Deacon Susan Erickson
Why do the heathen so furiously rage together
and why do the people imagine a vain thing?
The kings of the earth stand up, and the rulers take counsel together
against the Lord, and against his Anointed.
Let us break their bonds asunder
and cast away their cords from us.
He that dwelleth in heaven shall laugh them to scorn
the Lord shall have them in derision.
Dear Siblings in Christ,
When I read these opening verses of Psalm 2, one of the psalms appointed for today, I thought of the title of a little book by L. William Countryman: “How Can Anyone Read the Bible?” Because I suddenly read the verses in quotation marks (“Let us burst their bonds asunder … “) in a very different way from what the Psalmist probably intended.
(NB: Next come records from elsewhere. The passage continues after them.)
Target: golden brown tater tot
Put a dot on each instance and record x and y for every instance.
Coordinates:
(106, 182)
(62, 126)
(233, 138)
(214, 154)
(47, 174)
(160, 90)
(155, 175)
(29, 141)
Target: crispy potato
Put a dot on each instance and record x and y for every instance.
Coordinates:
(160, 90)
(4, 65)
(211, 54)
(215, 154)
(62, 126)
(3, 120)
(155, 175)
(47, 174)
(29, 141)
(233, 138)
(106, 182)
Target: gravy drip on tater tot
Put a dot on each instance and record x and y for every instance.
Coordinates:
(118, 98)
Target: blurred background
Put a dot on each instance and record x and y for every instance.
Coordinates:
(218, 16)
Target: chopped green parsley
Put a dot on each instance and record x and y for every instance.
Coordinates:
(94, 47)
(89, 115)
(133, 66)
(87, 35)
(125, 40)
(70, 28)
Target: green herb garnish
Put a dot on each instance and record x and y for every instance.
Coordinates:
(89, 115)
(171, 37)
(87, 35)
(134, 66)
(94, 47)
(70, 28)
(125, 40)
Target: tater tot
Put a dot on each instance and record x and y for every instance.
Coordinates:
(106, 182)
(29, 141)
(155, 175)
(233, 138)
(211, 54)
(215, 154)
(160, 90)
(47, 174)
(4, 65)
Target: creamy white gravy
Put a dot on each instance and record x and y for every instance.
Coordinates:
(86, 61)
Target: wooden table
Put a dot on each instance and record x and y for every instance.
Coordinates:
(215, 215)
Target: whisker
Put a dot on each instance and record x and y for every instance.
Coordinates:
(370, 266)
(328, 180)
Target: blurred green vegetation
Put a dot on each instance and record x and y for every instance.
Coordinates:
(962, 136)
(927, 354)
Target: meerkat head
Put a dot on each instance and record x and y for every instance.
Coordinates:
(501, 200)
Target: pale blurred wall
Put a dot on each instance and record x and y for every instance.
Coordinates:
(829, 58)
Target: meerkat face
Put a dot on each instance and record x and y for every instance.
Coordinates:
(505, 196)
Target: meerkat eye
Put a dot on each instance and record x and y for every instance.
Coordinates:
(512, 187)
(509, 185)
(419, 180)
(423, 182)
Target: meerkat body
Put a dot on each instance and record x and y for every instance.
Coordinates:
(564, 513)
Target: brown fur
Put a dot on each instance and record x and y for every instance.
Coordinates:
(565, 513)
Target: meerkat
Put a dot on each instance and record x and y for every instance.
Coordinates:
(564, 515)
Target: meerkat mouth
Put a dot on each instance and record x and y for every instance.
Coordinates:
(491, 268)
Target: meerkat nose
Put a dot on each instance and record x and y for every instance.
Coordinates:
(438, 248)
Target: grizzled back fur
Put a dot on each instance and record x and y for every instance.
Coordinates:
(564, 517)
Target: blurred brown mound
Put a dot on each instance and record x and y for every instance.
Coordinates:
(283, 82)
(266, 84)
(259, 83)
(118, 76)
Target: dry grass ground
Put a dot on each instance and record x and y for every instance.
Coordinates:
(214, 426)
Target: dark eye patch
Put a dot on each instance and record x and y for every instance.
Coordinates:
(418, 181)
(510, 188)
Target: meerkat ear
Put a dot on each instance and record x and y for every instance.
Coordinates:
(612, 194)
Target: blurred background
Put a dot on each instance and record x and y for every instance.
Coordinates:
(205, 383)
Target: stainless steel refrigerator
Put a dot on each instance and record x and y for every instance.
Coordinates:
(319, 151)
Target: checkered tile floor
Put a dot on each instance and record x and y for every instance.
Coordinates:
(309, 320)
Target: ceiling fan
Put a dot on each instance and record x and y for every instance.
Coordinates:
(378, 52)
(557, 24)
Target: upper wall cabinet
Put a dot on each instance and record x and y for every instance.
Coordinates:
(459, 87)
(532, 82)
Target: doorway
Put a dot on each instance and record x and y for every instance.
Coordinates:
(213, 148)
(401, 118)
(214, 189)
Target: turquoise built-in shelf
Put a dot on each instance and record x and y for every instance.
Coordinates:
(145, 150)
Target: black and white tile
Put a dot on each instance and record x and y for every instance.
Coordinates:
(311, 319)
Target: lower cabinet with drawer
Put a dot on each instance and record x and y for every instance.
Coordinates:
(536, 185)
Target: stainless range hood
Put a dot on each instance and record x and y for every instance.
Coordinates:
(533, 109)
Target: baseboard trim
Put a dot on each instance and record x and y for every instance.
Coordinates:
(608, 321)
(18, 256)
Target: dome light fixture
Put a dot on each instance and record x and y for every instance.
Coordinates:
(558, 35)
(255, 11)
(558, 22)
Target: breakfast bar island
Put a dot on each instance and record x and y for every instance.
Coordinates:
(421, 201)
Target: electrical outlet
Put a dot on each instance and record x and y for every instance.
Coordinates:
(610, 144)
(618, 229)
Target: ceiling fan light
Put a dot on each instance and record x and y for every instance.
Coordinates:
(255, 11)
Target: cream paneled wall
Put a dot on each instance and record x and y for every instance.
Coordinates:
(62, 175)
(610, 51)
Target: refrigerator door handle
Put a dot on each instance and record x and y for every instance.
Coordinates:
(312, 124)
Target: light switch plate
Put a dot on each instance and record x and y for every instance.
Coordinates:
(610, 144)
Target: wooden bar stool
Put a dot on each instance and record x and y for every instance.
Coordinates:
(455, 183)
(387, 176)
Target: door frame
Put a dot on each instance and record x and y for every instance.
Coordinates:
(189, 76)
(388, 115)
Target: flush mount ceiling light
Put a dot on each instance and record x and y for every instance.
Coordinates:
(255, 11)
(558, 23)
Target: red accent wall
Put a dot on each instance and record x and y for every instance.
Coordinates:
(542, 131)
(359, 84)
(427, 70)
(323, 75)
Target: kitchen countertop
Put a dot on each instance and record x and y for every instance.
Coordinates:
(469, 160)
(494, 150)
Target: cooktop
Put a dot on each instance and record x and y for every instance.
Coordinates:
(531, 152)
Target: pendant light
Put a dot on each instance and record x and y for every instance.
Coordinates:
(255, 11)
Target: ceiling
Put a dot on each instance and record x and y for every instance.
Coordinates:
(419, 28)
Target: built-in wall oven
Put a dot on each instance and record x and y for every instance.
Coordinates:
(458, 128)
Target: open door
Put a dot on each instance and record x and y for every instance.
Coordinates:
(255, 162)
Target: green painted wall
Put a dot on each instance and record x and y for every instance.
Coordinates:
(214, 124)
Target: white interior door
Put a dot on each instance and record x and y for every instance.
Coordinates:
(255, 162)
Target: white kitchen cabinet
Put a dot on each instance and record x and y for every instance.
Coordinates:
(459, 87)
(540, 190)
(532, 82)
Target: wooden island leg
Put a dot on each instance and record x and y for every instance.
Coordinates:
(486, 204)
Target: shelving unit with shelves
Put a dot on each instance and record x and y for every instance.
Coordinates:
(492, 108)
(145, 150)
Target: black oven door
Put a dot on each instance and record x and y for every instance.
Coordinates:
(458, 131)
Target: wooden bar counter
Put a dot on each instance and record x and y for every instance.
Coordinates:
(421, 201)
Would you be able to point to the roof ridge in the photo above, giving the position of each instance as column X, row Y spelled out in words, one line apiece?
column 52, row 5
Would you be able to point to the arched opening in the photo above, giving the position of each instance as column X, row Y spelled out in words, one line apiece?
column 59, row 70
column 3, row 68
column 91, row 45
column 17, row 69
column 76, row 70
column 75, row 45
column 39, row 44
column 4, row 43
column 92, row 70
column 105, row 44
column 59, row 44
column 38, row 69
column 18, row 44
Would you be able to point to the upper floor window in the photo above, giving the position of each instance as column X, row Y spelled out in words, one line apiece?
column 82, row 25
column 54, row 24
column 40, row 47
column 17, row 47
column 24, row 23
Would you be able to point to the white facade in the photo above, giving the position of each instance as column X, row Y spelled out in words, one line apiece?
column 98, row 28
Commentators tell us that Psalm 2 was written “on occasion of the coronation of a king.” This king of Israel, God’s anointed one, will dominate all the other kings of the earth. So they are suffering under a delusion if they believe they can cast off the cords of heaven and God’s chosen earthly ruler. In other words, it is the “kings of the earth” who say, in essence, “Let’s free ourselves from God and God’s anointed king.”
The New Revised Standard Version translation tries to make this clearer by putting quotation marks around “Let us break their bonds asunder etc.”, and by inserting the word “saying” before those quoted words.
But sitting in my kitchen in the United States, in 2025, I read “their bonds” to refer not to God and God’s anointed earthly king, but rather to “the kings of the earth.” In other words, I read these verses as an exhortation to us to cast off the cords of earthly rulers who think they can plot against God, whom God “has … in derision.” You might say that I read Psalm 2 in a way more aligned with the King James version than the (historically more accurate) NRSV.
Because for me as a Christian reader the “anointed one” is no longer a king of Israel but my King Jesus, God’s “only begotten” one. (“He said to me, ‘You are my son;/today I have begotten you.’” (v. 7))
Tempted by Satan Jesus turned down the offer to make “the ends of the earth your possession.” (v. 8) Yet if rulers acknowledged that Jesus’ kingdom is “not of this world,” they would realize that they are called to “serve the LORD with fear … .” (v. 11)
Many of them manifestly do not, with tragic and enraging consequences. But as a follower of the Anointed and Resurrected One, I can remind myself that I am not bound by earthly rulers, by their plots or delusions. And it is God’s Word, ever fresh even for us modern readers, that helps me “burst their bonds asunder.”